Stronger measures generally mean a high dose of radiation or chemo. Indeed, a raft of studies at NewYork-Presbyterian and other cancer centers has shown that when it comes to prostate cancer, the higher the dose of radiation, the better the response, and the longer patients survive.

“The prostate is radio-sensitive. Most men who get radiation are cured,” says Dr. Tagawa.

In some men, however, the cancer continues to grow, spreading throughout the prostate and beyond. If higher doses of radiation are necessary, it can damage the rest of the body if not carefully targeted. That led NewYork-Presbyterian and Weill Cornell Medicine physicians to a new strategy: combine a radioisotope with a small molecule that binds to PSMA. This therapy would enable physicians to specifically target the PSMA-expressing cancer and minimize damage to healthy organs and tissue.

In January, Dr. Tagawa and his team began conducting trials in which patients are injected with this highly targeted form of radiation therapy. The radioactive particle known as lutetium-177, or Lu-177, is attached to a small molecule called 617 — the PSMA-seeking missile. The duo is then injected into the bloodstream of men with metastatic prostate cancer. Successive groups of patients will continue to get ever-higher doses for better results.

“We’ll keep going up until we start to see any significant side effects,” says Dr. Tagawa. “In theory, we can even try attaching both radiation and a drug.”
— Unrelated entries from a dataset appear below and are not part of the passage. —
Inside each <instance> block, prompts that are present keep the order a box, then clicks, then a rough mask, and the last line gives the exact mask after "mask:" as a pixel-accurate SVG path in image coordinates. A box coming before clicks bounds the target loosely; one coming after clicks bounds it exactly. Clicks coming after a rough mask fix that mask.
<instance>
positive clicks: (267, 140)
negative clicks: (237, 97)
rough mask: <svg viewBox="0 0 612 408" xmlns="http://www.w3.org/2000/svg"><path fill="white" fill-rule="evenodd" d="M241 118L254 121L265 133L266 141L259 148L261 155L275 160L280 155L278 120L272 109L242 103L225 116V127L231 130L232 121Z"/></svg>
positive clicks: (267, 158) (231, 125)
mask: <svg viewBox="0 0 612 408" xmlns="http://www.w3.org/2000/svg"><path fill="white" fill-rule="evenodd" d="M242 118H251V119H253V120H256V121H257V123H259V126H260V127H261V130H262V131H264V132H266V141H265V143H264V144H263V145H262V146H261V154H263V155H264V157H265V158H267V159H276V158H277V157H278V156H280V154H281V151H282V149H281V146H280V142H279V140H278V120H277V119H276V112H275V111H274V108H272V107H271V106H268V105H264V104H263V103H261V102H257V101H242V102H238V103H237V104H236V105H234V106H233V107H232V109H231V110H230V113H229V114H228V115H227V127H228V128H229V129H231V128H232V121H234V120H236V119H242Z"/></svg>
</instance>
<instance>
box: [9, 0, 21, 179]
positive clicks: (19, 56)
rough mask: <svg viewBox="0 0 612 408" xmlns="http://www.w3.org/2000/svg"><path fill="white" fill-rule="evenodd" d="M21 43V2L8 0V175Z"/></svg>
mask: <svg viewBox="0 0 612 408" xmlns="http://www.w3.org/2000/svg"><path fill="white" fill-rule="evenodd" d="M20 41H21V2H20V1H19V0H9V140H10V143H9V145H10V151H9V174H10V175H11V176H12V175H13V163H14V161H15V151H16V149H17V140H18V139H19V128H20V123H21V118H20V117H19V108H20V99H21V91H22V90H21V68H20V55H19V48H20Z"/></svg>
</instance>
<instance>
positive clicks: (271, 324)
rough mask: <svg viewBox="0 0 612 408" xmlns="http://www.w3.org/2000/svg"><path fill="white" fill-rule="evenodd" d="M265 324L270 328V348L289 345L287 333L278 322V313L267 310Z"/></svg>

Some refer to this type of high-tech cancer treatment as “personalized medicine.” Dr. Tagawa prefers “precision medicine.”

“In a way, this would be the most tumor-targeted treatment out there — only going to places where PSMA exists,” says Dr. Tagawa. “And the nice thing about prostate cancer is that it’s pretty much the only site in the body with a significant amount of PSMA.”

Better still, Dr. Tagawa says that theoretically, using anti-PSMA carriers and PSMA-sensitive radioisotopes to seek and destroy tumor cells should work for 90 percent of patients.

“As long as we can get a high enough dose of radiation to the tumor, the cell will die and we can avoid the rest of the body,” he explains. “This is going to help a lot of people around the world.”